Index(['num_unique_truths', 'num_unique_known_truths',
       'num_unique_known_truths_findable', 'num_known_truth_observations',
       'num_unknown_truth_observations', 'num_false_positive_observations',
       'percent_known_truth_observations',
       'percent_unknown_truth_observations',
       'percent_false_positive_observations'],
      dtype='object')

The summary dataframe is a very simple single row dataframe with some summary numbers about the given observations. 

A few things to note: any observations with truths that are either unknownIDs or falsePositiveIDs are ignored when counting the number of truths that should be findable. For example, in the function call a fews cell earlier the `falsePositiveIDs` kwarg was set to `["-1"]`.

In [16]:
allTruths[allTruths["findable"] == 0].head()

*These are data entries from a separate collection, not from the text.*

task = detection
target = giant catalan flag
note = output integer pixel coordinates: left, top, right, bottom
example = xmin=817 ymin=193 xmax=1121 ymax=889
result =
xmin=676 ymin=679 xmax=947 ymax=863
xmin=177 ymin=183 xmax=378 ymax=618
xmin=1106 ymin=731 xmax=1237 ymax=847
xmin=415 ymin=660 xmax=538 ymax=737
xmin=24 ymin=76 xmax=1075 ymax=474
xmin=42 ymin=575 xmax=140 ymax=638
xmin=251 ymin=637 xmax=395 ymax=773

Unnamed: 0,designation,num_obs,findable
12,-1,13,0
413,46529,4,0
414,L9405,4,0
415,47014,4,0
416,A8885,4,0


### Analyzing Linkages (Did I Find It?)

In [17]:
allLinkages, allTruths, summary = difi.analyzeLinkages(observations, 
                                                       linkageMembers, 
                                                       allLinkages=None, 
                                                       allTruths=allTruths,
                                                       summary=summary,
                                                       minObs=5, 
                                                       contaminationThreshold=0.2, 
                                                       unknownIDs=[],
                                                       falsePositiveIDs=["-1"],
                                                       verbose=True,
                                                       columnMapping=columnMapping)

Analyzing linkages...
Known truth pure linkages: 59
Known truth partial linkages: 0
Unknown truth pure linkages: 0
Unknown truth partial linkages: 0
False positive pure linkages: 0
False positive partial linkages: 0
Mixed linkages: 9
Total linkages: 68
Mixed linkage percentage (%): 13.235
Unique known truths linked: 46
Unique known truths missed: 366
Completeness (%): 11.165

Total time in seconds: 0.10628318786621094


The `analyzeLinkages` function returns three dataframes:
- allLinkages: each linkage is summarized as its own row. 
- allTruths: each truth is summarized as its own row. 
- summary: summary statistics in a single row. 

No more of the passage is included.